The first steps I take to create a song vary from time to time. Firstly, I tend to make a solid pattern with drum elements only (kick, snare, hi-hats, etc…), before adding the bass – which is the backbone of any good electronic mix. This is a usual starting point for myself and others but it is not the only way one could start working. A lot of people find inspiration by starting with chords. For example, sometimes I will turn on the TV and hear an interesting harmony (or a melody that I can use to create a harmony). When I start with chords inspired by everyday life events like these, it usually results in unusual melodies that somehow always sound better than melodies I would have made if I had started with drums and bass – plus there are other benefits too.
In most cases, the sound of the piano and its strong intonation allow us to accurately mock up the harmonies and melodies we hear internally. They also allow us to focus on the foundation of a good song – the notes and rhythm – before thinking about the sound design or FX stages.
I have to say that for me chords and harmonies in music are what support beams of a building are in the construction business. Starting a song with a solid chord progression provides a stable foundation for it much like the way strategically placing support beams in a structure determines what will happen with the rest of the building. It narrows down the options for scales and melodies that will work. This way, we can decide those quickly and stay organized when we move on to more time-consuming things like transitions and melodies. The notes you chose for your melody should respect and follow the chords. They should conform to the mode/scale of the harmony the way that furniture and stairwells respect the support beams of a building.
Now that we have the progression in-tact, the next step will follow a more conventional practice… making the bass second! By establishing the harmony first, we have in a sense established the bass line. It will work as nothing more than a doubling of the lowest notes of the chord progression but you may not even need that much (less is often MORE in many situations). If your chord progression has inverted chords, the bass may need to play the root of the chord instead of the lowest note. Regardless, you will have narrowed down your options to some degree – allowing you to focus more confidently on other areas.
Once you have established a bass line, you may be inspired to do some sound design. In my case, I will select some warm bass patches from various preset banks (to get the underlying composition of the song down) and modify or rewrite them later. In the same way that establishing the harmony lays a foundation for melody and bass, using boilerplate sounds creates the foundation for more advanced design and mixing techniques.
I usually have two or more layers in my bass sounds – one is a deep warm sub and the other is positioned in the mid-frequency range. The sub provides power and feeling while the mid-range layer creates the more obvious aspects like grit and brightness. Mixing and tuning the two layers effectively will help you achieve a bigger and wider presence in the stereo image. Remember to use a highpass filter on the mid-range layer – set the cutoff frequency at a position that allows the desired and fundamental character of it to pass while preventing it from interfering with the sublayer (maybe somewhere around 150 Hz). Crossfading between sine and saw waveforms also can’t hurt!

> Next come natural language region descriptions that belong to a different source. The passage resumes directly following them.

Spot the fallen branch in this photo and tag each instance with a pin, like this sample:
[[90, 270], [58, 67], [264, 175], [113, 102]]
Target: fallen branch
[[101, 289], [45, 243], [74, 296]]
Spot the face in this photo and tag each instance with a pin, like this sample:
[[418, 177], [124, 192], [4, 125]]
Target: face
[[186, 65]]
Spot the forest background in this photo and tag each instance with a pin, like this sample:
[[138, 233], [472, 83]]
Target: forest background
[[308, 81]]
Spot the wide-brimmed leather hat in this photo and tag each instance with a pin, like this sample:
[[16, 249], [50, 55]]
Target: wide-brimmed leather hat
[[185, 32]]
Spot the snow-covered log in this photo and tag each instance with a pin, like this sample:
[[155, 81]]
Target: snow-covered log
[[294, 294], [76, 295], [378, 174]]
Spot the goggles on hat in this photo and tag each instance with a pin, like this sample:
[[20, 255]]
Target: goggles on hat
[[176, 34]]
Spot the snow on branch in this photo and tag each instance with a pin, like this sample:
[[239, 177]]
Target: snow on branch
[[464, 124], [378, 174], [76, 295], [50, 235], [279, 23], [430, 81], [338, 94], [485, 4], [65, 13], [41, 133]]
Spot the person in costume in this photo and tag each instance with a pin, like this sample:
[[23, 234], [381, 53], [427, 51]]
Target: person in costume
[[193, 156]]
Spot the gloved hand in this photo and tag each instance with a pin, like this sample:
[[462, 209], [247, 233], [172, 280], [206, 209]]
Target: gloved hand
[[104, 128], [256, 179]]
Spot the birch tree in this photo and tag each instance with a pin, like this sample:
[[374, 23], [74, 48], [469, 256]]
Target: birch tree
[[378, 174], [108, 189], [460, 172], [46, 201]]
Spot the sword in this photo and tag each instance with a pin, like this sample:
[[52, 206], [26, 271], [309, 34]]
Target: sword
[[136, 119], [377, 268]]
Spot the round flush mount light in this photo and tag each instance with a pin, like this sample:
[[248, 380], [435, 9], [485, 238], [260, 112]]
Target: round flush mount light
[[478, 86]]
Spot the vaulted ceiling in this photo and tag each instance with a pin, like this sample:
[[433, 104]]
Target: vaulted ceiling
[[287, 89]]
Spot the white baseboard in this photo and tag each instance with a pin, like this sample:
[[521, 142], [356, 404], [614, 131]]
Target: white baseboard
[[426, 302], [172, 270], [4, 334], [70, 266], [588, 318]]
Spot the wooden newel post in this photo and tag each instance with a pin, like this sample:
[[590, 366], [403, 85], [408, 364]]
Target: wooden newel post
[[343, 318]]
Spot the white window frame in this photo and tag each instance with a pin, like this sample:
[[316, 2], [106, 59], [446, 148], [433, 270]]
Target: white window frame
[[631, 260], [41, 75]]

Remember, organization and process are key… especially when you have to find a client’s project from 10 years ago to recall what you did! Overall, I like my projects to be neat and clear. So, for this multi-layered bass, a group track is essential. Staying organized also allows you to navigate the project in a timely manner which is critical. It keeps the creative flow on-point and avoids distraction.
As you can see in the picture above, I like to have a rhythm group made up of many layers. In addition to the usual elements (kick, snare, and hi-hat), there is percussion, other snare and hi-hat layers, and some fills here and there. In my opinion, the key to a solid drum mix is to first mix all of the rhythmic elements using only volume and panning. Equalizing, phase shifting and colouring with effects should be done later and only if they are necessary.
Adding an overall compressor on the group track is a good move at this point. It tightens and polishes the groove; and in this case, it adds some harmonic distortion which makes those high frequencies more pleasant to the ear.
Arranging this type of music is not rocket science but it requires some experimentation here and there. Some unexpected behaviour may spice up your creativity and lead you to something fresh and unusual. I always start with the intro. It is about a minute long and leads to a first break before the drop. I immediately introduce the kick drum in the first second of the arrangement followed by some basic rhythm elements. This is important in order to be DJ friendly.
Through the first minute I gradually introduce more and more elements and fill the sound image with rhythms, FX, and single chord stabs. In the end, I introduce that piano chord progression I made in the first steps of the production. When the first break comes, the mix is slimmed down to just piano chords and an accompanying string pad that sweeps in with an automated highcut filter. Before the drop, try adding a long snare fill that comes from a smooth fade in and white noise – this is always a good choice.